Le terme travailleuse du sexe est une expression générique utilisée à l’échelle internationale pour désigner les métiers ou pratiques qui mettent en scène une prestation sexuelle qui, dans la majorité des cas, est un service rendu en échange d’une compensation monétaire, plus vieux métier du monde, mais toujours aussi mal vu, insécuritaire, dénigré et conspué, métier que l’on associe même parfois à la facilité de faire de l’argent, il en est pourtant rien, mais alors quel est l’histoire qui se cache derrière ces femmes ?  Aujourd’hui, Anna, 22 ans, a décidé de nous raconter la sienne.
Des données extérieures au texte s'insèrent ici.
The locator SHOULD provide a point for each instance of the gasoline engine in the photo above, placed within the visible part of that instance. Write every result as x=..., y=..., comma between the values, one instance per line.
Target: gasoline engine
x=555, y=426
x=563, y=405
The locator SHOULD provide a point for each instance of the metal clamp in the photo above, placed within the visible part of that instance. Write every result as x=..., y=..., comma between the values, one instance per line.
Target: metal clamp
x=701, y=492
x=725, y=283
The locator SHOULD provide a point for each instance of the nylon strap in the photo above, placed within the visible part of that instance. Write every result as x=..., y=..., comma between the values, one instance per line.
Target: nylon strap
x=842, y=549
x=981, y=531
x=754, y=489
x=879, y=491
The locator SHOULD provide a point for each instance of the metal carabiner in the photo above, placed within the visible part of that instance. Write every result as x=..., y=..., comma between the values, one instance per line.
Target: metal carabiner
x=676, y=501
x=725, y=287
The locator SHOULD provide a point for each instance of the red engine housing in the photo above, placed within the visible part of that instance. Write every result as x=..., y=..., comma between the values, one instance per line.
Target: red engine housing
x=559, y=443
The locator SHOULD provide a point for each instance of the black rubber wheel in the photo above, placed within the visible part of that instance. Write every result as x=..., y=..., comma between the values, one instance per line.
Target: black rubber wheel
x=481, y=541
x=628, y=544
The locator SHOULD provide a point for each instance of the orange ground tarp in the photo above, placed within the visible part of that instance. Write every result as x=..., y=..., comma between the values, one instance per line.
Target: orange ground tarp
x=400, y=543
Une jeune femme attachante, à l’histoire émouvante, qui elle l’espère en fera réfléchir plus d’un. 

« Je m’appelle Anna, j’ai 22 ans, et je suis travailleuse du sexe depuis l’âge de mes 18 ans. Depuis mon plus jeune âge j’ai toujours eu un rapport très complexe avec le sexe et plus particulièrement avec le sexe masculin en raison de viols répétés de mes 5 ans à mes 14 ans causés par un cousin germain. 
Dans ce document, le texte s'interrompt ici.